It’s been so long since my last post. I’m a bad blogger. Little Z is now Big Z, eight months old and speeding toward nine. She can crawl, stand, cruise along the sofa, yell like a pirate, fart like a sailor, use her pincer grip on cheerios and lovingly say, Da da and Jihad. She has two teeth (which have more than put a damper on breast feeding) and a smile that lights the world on fire. I’m jealous of my mom friends who post weekly and have a lovely chronicle of these precious days. I find myself spent and lacking creativity at the day’s end. Sleep deprivation began sometime mid-pregnancy and persists to this day. It’s a wonder I can construct a grammatically correct sentence and an even greater wonder that the bathroom is clean.
I don’t have words to express how much I love her. It’s excruciating. I don’t know what I expected, but this love is enormous, beautifully painful and incontrovertible. At the end of the day, I think, love alone is not enough. I must be a thoughtful and engaged steward of her becoming and I must play with her relentlessly. It’s difficult to play relentlessly amidst the mountain of dirty laundry. The singularly most unexpected aspect of motherhood has been the volume of dirty laundry. She’s so tiny, I still don’t understand how she accomplishes soiling so much.
I’m getting the hang of living with her. It’s been a process and just when I think I’ve got something down, things change – she changes, she grows, her capabilities change and yes, even, sometimes I change. In truth, mostly, I change. She teaches me all kinds of things and I discover I’m a slow learner, but I’m getting the hang of it. Just give me time to learn to crawl.
I love alphabet books and Z’s friend Luke gave her a charming board book called Zoe and Her Zebra. Each page dons a letter and says, for example, A is for Alexander, but who is chasing him? And there’ll be a picture of an alligator chasing a boy. But then there are conundrums like this one:
This problem isn’t unique to Zoe and Her Zebra. It’s foreboding. I wonder if I’m going to be able to keep up with her. Not only is there New Math, but there seems to be new and bemusing things that start with the letter U.
I’m mystified by this changing understanding of myself – this new identity of mother. While on the one hand, I want to maintain some well rounded balance of interests and activities, there’s another part of me that believes being wholly a mom is the most important thing I could be doing right now. This is such a critical time developmentally. What could be more important (or more interesting) than swimming, hiking, painting, playing, whispering, singing, napping, reading, dancing, laughing, talking, eating, or dreaming with her?
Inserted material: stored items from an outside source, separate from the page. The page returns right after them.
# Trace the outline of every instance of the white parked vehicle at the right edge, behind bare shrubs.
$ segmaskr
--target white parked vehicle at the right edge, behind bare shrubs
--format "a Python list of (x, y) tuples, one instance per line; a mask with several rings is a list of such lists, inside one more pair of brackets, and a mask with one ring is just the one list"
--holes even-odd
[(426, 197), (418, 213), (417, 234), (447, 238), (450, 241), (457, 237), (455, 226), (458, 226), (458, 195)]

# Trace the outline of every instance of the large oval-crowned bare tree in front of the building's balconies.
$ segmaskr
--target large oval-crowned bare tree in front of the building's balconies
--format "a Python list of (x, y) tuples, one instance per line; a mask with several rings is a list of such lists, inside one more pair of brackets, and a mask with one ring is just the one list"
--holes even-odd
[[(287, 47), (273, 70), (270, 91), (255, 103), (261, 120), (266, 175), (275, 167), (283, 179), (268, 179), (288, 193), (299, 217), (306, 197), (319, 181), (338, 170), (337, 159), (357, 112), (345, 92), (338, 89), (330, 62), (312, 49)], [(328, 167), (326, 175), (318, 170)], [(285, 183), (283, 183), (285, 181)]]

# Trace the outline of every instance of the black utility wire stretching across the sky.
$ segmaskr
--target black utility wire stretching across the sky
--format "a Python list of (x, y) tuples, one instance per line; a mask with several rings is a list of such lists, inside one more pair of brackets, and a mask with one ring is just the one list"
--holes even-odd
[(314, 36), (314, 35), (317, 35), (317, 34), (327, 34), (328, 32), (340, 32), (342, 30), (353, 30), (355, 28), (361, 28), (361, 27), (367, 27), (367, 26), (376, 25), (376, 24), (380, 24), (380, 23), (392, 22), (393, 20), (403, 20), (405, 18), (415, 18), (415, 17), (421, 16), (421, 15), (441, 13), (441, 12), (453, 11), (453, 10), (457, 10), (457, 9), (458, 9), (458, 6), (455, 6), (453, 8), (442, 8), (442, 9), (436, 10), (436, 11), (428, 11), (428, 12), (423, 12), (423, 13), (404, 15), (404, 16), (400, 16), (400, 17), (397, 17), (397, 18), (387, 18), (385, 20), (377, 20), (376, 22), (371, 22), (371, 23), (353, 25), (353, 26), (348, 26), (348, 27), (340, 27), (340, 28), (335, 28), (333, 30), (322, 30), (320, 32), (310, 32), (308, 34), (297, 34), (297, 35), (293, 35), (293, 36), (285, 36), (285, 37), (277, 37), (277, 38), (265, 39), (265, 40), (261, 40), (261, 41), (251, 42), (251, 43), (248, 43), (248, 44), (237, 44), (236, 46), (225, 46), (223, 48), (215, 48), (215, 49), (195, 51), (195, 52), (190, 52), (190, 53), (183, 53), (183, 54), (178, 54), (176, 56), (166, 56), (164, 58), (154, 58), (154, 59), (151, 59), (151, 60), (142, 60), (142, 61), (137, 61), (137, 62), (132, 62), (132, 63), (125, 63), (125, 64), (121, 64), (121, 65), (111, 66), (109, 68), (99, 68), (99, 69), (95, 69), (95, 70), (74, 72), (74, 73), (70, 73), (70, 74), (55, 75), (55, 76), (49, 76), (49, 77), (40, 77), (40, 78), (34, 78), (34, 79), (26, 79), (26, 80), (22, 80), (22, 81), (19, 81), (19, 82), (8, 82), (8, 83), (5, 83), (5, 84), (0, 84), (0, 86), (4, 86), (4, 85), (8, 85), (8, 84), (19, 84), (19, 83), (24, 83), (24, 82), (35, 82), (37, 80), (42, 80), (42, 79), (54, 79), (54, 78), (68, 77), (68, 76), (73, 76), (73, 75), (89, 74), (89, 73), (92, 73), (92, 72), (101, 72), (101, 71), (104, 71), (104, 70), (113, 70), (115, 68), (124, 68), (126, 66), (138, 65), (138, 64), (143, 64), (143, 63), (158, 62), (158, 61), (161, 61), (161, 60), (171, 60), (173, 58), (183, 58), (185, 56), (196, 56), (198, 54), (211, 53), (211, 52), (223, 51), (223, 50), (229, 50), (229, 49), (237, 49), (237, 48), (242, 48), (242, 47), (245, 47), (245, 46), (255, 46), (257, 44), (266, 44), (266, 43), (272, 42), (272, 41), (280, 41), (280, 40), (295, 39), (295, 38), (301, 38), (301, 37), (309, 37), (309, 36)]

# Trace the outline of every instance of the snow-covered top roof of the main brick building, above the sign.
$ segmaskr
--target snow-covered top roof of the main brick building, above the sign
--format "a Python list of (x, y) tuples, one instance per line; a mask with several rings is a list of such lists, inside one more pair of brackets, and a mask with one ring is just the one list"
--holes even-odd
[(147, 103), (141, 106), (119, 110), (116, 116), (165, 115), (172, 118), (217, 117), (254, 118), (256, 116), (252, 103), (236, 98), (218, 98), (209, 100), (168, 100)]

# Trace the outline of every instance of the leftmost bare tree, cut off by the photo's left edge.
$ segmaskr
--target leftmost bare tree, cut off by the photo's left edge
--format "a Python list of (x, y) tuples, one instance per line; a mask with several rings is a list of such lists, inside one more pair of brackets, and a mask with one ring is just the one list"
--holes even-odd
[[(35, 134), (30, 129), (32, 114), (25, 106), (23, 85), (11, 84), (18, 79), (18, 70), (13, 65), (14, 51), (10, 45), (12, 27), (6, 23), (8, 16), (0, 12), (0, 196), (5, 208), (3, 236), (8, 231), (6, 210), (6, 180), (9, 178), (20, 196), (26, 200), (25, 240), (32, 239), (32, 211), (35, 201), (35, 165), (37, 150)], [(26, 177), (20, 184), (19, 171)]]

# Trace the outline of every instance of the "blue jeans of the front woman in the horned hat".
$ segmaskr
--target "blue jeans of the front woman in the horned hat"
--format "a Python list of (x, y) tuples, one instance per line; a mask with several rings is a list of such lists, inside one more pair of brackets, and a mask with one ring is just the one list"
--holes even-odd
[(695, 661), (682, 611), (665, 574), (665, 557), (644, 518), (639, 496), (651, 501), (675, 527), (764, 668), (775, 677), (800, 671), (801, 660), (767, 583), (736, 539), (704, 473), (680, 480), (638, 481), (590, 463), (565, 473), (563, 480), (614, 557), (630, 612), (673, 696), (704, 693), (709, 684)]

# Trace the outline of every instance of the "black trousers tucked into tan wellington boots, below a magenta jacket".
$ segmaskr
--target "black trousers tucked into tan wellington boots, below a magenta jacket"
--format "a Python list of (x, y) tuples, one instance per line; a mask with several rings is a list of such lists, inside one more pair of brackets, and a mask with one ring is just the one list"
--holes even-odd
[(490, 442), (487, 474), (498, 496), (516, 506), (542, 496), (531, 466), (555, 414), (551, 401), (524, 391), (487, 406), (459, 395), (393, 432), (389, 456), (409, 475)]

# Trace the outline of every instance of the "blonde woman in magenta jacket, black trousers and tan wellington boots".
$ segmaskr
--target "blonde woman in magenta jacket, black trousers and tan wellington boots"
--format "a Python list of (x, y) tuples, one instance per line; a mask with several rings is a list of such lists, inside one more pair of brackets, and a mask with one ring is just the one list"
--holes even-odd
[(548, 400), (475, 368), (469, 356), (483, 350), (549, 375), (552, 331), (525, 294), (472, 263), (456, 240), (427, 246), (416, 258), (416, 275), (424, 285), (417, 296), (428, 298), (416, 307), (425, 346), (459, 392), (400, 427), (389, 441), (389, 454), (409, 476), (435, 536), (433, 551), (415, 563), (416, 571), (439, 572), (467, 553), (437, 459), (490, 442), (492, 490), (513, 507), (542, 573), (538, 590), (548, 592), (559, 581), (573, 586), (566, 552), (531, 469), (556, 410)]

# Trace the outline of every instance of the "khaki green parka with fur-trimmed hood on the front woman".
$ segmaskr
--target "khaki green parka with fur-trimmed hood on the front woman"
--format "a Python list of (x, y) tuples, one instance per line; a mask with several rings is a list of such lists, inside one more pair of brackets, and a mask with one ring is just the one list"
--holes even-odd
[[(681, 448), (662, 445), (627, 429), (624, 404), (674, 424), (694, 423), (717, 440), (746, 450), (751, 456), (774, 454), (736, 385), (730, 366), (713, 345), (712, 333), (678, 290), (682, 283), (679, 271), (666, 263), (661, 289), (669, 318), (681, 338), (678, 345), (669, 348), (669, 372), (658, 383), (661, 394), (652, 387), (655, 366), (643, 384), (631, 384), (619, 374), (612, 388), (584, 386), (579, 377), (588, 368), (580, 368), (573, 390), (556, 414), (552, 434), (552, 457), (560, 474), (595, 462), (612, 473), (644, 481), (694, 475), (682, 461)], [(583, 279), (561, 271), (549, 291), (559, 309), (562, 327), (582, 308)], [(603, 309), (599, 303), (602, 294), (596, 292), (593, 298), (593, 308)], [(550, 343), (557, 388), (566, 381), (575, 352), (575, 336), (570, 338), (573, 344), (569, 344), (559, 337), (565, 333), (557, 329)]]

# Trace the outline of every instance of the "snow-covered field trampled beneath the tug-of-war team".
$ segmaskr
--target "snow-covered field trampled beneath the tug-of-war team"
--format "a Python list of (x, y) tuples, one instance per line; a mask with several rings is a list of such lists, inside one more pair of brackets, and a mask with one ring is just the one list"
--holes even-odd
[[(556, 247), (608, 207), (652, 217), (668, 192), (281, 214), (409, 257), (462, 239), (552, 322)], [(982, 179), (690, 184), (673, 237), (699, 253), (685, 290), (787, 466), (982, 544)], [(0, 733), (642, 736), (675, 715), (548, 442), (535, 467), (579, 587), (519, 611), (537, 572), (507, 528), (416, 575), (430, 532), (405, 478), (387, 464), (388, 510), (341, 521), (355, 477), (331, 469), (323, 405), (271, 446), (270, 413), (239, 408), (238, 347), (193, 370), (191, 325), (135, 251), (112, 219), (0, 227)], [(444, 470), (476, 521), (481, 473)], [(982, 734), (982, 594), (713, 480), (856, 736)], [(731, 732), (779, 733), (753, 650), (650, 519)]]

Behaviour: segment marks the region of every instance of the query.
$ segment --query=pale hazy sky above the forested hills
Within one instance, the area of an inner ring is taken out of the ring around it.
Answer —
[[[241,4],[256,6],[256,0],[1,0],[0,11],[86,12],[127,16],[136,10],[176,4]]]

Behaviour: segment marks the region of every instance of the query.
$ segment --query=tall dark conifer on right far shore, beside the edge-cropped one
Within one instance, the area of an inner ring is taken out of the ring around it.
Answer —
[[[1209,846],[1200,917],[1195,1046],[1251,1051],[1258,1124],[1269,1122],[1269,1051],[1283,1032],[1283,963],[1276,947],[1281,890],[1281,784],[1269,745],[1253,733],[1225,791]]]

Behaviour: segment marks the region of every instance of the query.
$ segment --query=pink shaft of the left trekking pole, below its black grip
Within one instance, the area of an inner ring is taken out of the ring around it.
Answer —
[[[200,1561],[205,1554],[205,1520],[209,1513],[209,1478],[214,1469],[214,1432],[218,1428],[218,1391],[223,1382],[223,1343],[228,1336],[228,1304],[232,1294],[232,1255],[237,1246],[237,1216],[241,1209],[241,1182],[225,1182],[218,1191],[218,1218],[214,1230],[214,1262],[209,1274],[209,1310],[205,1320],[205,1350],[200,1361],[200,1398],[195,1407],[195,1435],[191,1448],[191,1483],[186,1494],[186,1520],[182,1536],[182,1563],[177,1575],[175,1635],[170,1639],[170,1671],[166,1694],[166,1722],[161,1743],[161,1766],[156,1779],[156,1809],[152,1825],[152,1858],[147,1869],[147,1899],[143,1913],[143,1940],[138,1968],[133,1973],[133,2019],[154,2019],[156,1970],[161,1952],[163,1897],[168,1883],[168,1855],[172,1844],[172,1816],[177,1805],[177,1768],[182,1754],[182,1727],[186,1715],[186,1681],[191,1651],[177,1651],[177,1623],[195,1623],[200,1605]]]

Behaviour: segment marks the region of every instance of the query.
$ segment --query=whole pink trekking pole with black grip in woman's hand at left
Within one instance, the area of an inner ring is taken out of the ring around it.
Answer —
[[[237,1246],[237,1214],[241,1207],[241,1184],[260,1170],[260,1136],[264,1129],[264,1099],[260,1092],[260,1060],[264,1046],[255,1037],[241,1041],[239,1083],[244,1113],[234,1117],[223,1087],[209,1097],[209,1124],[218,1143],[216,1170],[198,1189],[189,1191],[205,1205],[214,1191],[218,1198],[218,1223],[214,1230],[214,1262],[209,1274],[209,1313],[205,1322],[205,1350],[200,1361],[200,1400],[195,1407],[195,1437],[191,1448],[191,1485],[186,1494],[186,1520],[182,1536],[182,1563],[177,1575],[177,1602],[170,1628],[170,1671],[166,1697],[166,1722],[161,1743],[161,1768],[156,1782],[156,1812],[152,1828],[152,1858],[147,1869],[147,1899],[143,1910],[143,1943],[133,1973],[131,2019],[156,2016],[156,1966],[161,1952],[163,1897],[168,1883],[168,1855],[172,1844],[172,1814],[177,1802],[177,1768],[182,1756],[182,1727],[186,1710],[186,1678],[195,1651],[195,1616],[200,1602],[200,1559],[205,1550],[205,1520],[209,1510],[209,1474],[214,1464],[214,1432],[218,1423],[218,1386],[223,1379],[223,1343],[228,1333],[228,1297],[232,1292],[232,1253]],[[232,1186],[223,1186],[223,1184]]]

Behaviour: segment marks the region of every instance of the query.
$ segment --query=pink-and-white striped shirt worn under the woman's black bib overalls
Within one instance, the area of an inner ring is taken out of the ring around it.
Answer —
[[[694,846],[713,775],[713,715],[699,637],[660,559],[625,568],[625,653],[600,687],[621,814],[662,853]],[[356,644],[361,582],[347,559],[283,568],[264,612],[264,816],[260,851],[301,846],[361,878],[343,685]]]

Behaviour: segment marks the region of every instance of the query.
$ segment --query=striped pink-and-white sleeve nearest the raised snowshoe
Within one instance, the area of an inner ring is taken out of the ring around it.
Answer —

She won’t remember this time. Who does? But I believe it’s an important time for establishing expectations of relationships and the world. I want to show her wonder and laughter and help her to recognize the world as a place filled with joy and possibilities, mysteries and adventure. I want to cultivate an expectation of laughter in each day and manifest it, even if it’s stirred in right next to sorrow and frustration – the pot holds it all. I want to give her a good strong canvass on which to paint her life and her story – and I want to honor her brush strokes. I believe in her ability to reach. She always seems to come back with something in her hand.
And who am I in that picture? Will she say (or quietly believe) that her mother lacked ambition? My identity is increasingly mom. It’s like I’m being taken over by it. It’s been a surprisingly easy surrender.